By Huan Song
Sepsis is a life-threatening medical condition that develops when the body's immune system overreacts to an infection and triggers widespread inflammation. This quick-moving condition can lead to organ failure and even death in a matter of hours, making it one of the most deadly and costly conditions for hospitals in the U.S.
Early detection of this condition is a critical need in the healthcare industry, and an Illinois research team that includes Illinois professor Hee-Sun Han, the Mark A. Pytosh Scholar, has received a $2 million grant from the National Institutes of Health to develop a rapid and accurate point-of-care device for early detection of sepsis.
The research team is led by Rashid Bashir, professor in bioengineering and the Carle Illinois College of Medicine and dean of The Grainger College of Engineering and also includes Illinois bioengineering professor Enrique Valera, and Dr. Karen White, an intensive care unit physician at Carle Foundation Hospital. Professor Han contributes to the team expertise in microfluidics, bioimaging, nanotechnology, and materials chemistry, which the Han research group leverages to invent new bioanalytical technologies.
Currently, the process to diagnose sepsis is qualitative and non-specific. Physicians measure a patient's vital signs and wait for results from blood culture that may take up to five days for results. This process takes much longer than desired which leaves a huge gap in providing timely treatment at the onset of infection. But there are several promising biomarkers for sepsis based on the body's inflammatory response.
“The proposed point-of-care microfluidic device will for the first time combine the analysis of cell-surface proteins and plasma-proteins biomarkers from the same sample of blood,” Valera said.
Specifically, this lab-on-a-chip device will provide a complete white blood cell count and quantification of CD64 expressions on neutrophile (nCD64), procalcitonin (PCT), C-Reactive Protein (CRP) and Interleukin 6(IL-6), and use of machine learning approaches to integrate clinical data with measurements from these devices.

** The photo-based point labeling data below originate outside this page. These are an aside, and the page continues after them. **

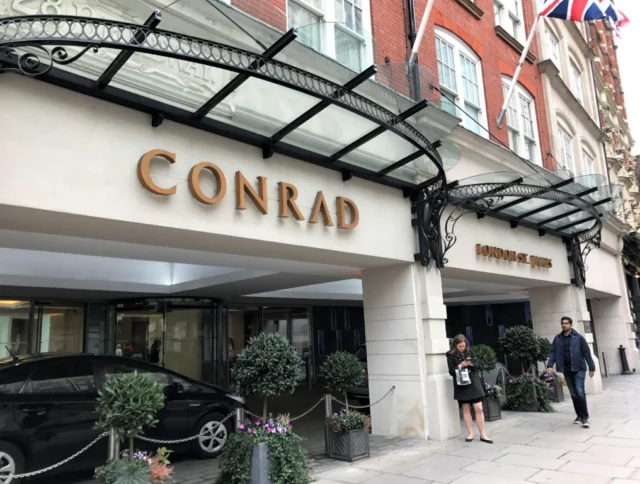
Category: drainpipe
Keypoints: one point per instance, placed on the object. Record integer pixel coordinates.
(414, 69)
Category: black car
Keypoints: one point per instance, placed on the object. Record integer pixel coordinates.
(47, 411)
(360, 395)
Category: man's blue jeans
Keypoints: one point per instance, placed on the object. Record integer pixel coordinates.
(575, 382)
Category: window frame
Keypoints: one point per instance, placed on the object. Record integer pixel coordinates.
(27, 388)
(566, 140)
(462, 51)
(512, 21)
(576, 81)
(517, 127)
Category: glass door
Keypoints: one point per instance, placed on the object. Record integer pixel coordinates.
(60, 327)
(178, 334)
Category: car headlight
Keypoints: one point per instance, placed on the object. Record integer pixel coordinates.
(237, 398)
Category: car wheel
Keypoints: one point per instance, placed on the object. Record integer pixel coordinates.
(212, 436)
(11, 463)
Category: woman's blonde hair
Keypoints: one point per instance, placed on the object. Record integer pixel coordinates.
(457, 340)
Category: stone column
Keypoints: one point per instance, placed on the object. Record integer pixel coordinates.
(406, 345)
(614, 326)
(549, 305)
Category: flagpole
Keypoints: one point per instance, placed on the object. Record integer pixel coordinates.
(421, 30)
(516, 75)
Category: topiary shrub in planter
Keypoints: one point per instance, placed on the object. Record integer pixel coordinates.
(348, 436)
(487, 361)
(268, 367)
(286, 459)
(527, 393)
(128, 404)
(347, 433)
(521, 343)
(266, 450)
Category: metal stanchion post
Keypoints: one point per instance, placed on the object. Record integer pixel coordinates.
(114, 445)
(328, 410)
(239, 416)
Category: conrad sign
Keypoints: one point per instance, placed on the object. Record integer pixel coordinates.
(513, 256)
(347, 215)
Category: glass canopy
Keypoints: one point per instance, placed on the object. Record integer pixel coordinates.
(551, 202)
(233, 69)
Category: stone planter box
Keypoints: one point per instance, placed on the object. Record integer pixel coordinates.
(490, 408)
(260, 464)
(556, 393)
(348, 446)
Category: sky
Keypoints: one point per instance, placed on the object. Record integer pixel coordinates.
(629, 66)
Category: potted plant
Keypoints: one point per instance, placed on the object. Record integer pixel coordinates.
(127, 405)
(265, 451)
(554, 387)
(527, 392)
(487, 361)
(347, 435)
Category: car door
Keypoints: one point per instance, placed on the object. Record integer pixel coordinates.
(56, 412)
(173, 418)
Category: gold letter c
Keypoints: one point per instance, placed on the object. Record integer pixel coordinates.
(144, 172)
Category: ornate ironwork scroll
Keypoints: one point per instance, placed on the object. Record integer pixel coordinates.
(91, 33)
(437, 236)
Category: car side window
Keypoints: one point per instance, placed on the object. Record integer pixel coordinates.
(72, 377)
(114, 369)
(13, 379)
(188, 386)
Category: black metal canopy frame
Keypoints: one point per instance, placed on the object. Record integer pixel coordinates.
(37, 46)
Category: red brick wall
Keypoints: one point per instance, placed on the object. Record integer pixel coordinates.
(272, 12)
(498, 58)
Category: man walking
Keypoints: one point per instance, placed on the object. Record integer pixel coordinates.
(569, 352)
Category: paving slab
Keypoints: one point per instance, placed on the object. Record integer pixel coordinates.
(529, 448)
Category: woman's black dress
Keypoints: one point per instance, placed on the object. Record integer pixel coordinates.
(472, 393)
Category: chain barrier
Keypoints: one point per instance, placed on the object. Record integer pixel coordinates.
(318, 403)
(364, 406)
(55, 466)
(187, 439)
(178, 441)
(95, 441)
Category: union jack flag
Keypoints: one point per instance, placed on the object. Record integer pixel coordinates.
(576, 10)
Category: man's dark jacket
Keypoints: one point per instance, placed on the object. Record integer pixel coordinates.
(579, 353)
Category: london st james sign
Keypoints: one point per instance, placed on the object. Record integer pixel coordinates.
(347, 214)
(513, 256)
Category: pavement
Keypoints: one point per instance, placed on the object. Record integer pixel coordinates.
(529, 448)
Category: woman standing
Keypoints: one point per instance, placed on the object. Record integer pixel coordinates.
(467, 386)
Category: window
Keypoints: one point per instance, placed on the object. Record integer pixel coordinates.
(566, 150)
(349, 13)
(14, 379)
(63, 378)
(508, 15)
(308, 23)
(111, 370)
(588, 163)
(554, 46)
(522, 123)
(460, 76)
(576, 82)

Because there are currently no tools in existence with this capability, this proposed approach could transform how sepsis is currently diagnosed by making it possible to monitor a patient's inflammatory status in real-time with a bedside test.
Valera said, “such a device can contribute not only to the early diagnosis of sepsis, but also to lead to accurate fingerprinting of sepsis which will allow stratification of the risks caused by the disease.”
The device and the approach will be tested with clinical samples at the Stephens Family Clinical Research Institute at the Mills Breast Cancer Institute, located on the main Carle campus in Urbana, Illinois. Research collaborator Dr. Karen White has extensive experience in the categorization of sepsis and will lead clinical studies with this device.
In a separate project — as a 2021 Johnson & Johnson WISTEM2D Scholar Award winner — professor Han will be developing a new imaging-based methodology to study RNA-RNA interactions in breast cancer. She is also a faculty member of the Carl R. Woese Institute for Genomic Biology, the Center for Biophysics and Quantitative Biology, and the Neuroscience Program on campus.